Des dizaines de milliers de Kényans sont descendus dans les rues des grandes villes du pays ce 25 juin 2024 pour contester contre la loi des finances qui entrait ce jour en troisième lecture au Sénat.
Selon Amnesty Kenya, le bilan provisoire fait état d’aumoins cinq personnes tuées par balles et 31 blessées. Cette même ONG internationale, jointe par nos confrères de RFI, affirme que les policiers ont tiré des balles réelles au cours de ces violentes manifestations qui ont éclaté dans plusieurs villes du pays.
« Les manifestants ont fini par entrer dans le Parlement où les députés venaient de voter en faveur du projet de loi de finances publiques. Les marcheurs ont forcé les barricades de police, certains en jetant des pierres. La police a tenté de contenir la foule en tirant à balles réelles » rapportent nos confrères.
Le président Ruto promet de réprimer fermement « l’anarchie ». « Nous apporterons une réponse complète, efficace et rapide aux événements de trahison d’aujourd’hui », a déclaré William Ruto lors d’un point presse à Nairobi.
L’origine des tensions ?
La crise a débuté le 13 juin, selon plusieurs médias qui suivent de près ce dossier, quand le mouvement « Occupy Parliament » est lancé sur les réseaux sociaux. Son objectif : organiser la contestation, quelques heures après la présentation au Parlement du projet de budget 2024-2025. Celui-ci a en effet généré un vent de colère, car il prévoit notamment l’instauration de nouvelles taxes, dont une TVA de 16% sur le pain et une taxe annuelle de 2,5% sur les véhicules particuliers.
Pour le gouvernement, les taxes sont nécessaires pour redonner des marges de manœuvre au pays, lourdement endetté.

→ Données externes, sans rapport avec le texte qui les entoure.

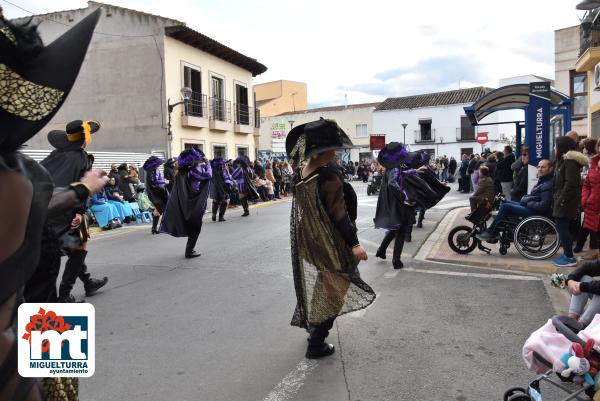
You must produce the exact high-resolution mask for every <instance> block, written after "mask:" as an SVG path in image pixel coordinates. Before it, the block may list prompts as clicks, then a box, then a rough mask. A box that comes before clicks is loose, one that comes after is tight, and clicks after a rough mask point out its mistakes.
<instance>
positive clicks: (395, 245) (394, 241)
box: [392, 229, 405, 269]
mask: <svg viewBox="0 0 600 401" xmlns="http://www.w3.org/2000/svg"><path fill="white" fill-rule="evenodd" d="M404 235H405V232H404V230H402V229H400V230H398V231H396V240H395V241H394V253H393V256H392V265H393V266H394V269H402V268H403V267H404V264H403V263H402V260H401V258H402V248H404Z"/></svg>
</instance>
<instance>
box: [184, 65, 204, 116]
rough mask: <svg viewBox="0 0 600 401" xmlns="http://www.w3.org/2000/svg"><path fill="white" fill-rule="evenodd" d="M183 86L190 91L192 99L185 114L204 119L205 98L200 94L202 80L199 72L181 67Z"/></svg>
mask: <svg viewBox="0 0 600 401" xmlns="http://www.w3.org/2000/svg"><path fill="white" fill-rule="evenodd" d="M183 86H184V87H187V88H190V89H191V90H192V97H191V98H190V103H189V105H188V108H187V110H186V114H188V115H190V116H196V117H204V115H205V114H206V113H205V110H204V109H205V107H206V96H205V95H203V94H202V80H201V75H200V70H197V69H195V68H193V67H190V66H187V65H184V66H183Z"/></svg>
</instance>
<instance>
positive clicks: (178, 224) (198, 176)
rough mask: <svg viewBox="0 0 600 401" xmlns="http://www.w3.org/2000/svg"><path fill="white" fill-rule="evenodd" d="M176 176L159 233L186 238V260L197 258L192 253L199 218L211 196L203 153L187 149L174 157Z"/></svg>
mask: <svg viewBox="0 0 600 401" xmlns="http://www.w3.org/2000/svg"><path fill="white" fill-rule="evenodd" d="M177 166H178V168H177V174H176V175H175V183H174V184H173V191H172V192H171V194H170V196H169V201H168V202H167V207H166V209H165V214H164V217H163V220H162V223H161V226H160V231H161V232H165V233H168V234H171V235H172V236H174V237H188V240H187V244H186V246H185V257H186V258H188V259H189V258H195V257H198V256H200V253H197V252H196V251H195V250H194V247H195V246H196V241H197V240H198V236H199V235H200V231H201V230H202V218H203V217H204V212H205V211H206V203H207V201H208V195H209V194H210V182H211V179H212V168H211V166H210V163H208V161H207V160H206V158H205V157H204V153H202V151H200V150H196V149H194V148H191V149H186V150H184V151H183V152H181V154H180V155H179V157H177Z"/></svg>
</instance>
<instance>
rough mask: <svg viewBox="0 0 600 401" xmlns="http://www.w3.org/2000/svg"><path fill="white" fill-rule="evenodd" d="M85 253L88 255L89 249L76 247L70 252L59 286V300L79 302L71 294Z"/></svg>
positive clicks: (73, 301)
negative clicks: (87, 252)
mask: <svg viewBox="0 0 600 401" xmlns="http://www.w3.org/2000/svg"><path fill="white" fill-rule="evenodd" d="M85 255H87V251H84V250H83V249H74V250H72V251H70V252H69V255H68V256H69V259H68V260H67V263H66V264H65V271H64V272H63V277H62V280H61V282H60V286H59V287H58V302H77V301H76V300H75V298H74V297H73V295H71V290H72V289H73V285H75V280H77V276H79V273H80V272H81V268H82V266H83V262H84V261H85Z"/></svg>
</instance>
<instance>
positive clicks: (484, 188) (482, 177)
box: [469, 166, 496, 212]
mask: <svg viewBox="0 0 600 401" xmlns="http://www.w3.org/2000/svg"><path fill="white" fill-rule="evenodd" d="M495 192H496V191H495V190H494V180H493V179H492V177H490V169H489V168H488V167H487V166H481V167H479V182H478V183H477V190H475V193H474V194H473V195H472V196H470V197H469V203H470V204H471V212H474V211H475V210H476V209H477V208H478V207H479V206H481V205H482V204H483V205H489V207H491V204H492V202H493V201H494V195H495Z"/></svg>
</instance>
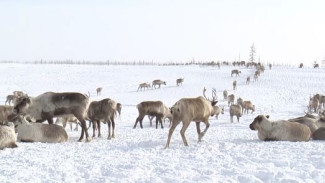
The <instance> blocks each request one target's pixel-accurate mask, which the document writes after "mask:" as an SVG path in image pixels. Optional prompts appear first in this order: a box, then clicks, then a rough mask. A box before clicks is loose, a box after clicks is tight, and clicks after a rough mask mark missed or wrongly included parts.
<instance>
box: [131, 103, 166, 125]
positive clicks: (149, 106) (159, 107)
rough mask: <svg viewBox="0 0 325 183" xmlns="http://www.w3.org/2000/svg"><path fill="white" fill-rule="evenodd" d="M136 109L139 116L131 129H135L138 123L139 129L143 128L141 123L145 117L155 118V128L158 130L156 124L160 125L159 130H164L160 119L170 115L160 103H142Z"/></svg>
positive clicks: (163, 106) (137, 105)
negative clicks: (133, 125)
mask: <svg viewBox="0 0 325 183" xmlns="http://www.w3.org/2000/svg"><path fill="white" fill-rule="evenodd" d="M137 108H138V111H139V115H138V117H137V119H136V120H135V123H134V126H133V128H136V126H137V124H138V122H139V123H140V127H141V128H143V126H142V121H143V118H144V116H146V115H149V116H154V117H156V128H158V122H159V123H160V125H161V128H164V126H163V123H162V119H163V118H164V117H165V116H169V115H170V110H169V109H168V107H167V106H165V105H164V104H163V102H162V101H143V102H141V103H139V104H138V105H137Z"/></svg>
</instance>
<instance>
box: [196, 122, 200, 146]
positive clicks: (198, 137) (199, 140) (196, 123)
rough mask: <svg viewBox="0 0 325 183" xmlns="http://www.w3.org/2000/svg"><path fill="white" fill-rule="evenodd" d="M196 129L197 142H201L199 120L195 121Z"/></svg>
mask: <svg viewBox="0 0 325 183" xmlns="http://www.w3.org/2000/svg"><path fill="white" fill-rule="evenodd" d="M195 124H196V131H197V136H198V142H201V139H200V134H201V129H200V122H196V123H195Z"/></svg>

Mais pour de nombreux jeunes Kényans, c’est la goutte d’eau : sur les réseaux sociaux, la « génération Z », née après 1997, s’est rapidement emparée des rênes de la contestation. Dans les rues, les jeunes contestataires ont toujours leur smartphone à la main pour se protéger et filmer les policiers, régulièrement accusés de violations des droits humains. Le mot d’ordre antitaxes s’est vite transformé en une remise en cause de la politique du président William Ruto, aux cris de « Ruto must go » (« Ruto doit partir »).
Après avoir initialement qualifié « d’ignorant » ce mouvement mené par des « enfants cools », le pouvoir a fait volte-face. Il a annoncé le 18 juin revenir sur la plupart des taxes prévues, notamment la TVA de 16% sur le pain, sans parvenir à enrayer la contestation. Mais les manifestants ont poursuivi leur mouvement, demandant le retrait intégral du texte. Ils dénoncent un tour de passe-passe du gouvernement qui envisage de compenser le retrait de certaines mesures fiscales par d’autres, notamment une hausse de 50% des taxes sur les carburants.
Dimanche, le président Ruto, élu en août 2022, s’est dit ouvert au dialogue. « Je suis très fier de nos jeunes (…) Ils se sont affirmés de façon pacifique et je veux leur dire que nous allons discuter avec eux », a-t-il assuré. En vain : une des leaders du mouvement, la journaliste et militante Hanifa Adan, lui a demandé de « répondre publiquement » aux demandes d’annulation des nouvelles taxes.
Devant le silence des autorités, les contestataires ont appelé à une grève générale ce mardi 25 juin. Laquelle a rapidement sombré dans le chaos quand des manifestants ont forcé les barrages de police et pénétré dans le Parlement. Des journalistes AFP présents sur place ont vu trois personnes inanimées, gisant dans des mares de sang, aux abords de ce quartier épicentre du pouvoir, où un bâtiment a été brièvement en feu. A quelques centaines de mètres, la police utilisait un canon à eau pour éteindre un incendie dans les bureaux du gouverneur de Nairobi, selon des images diffusées par la chaîne Citizen TV.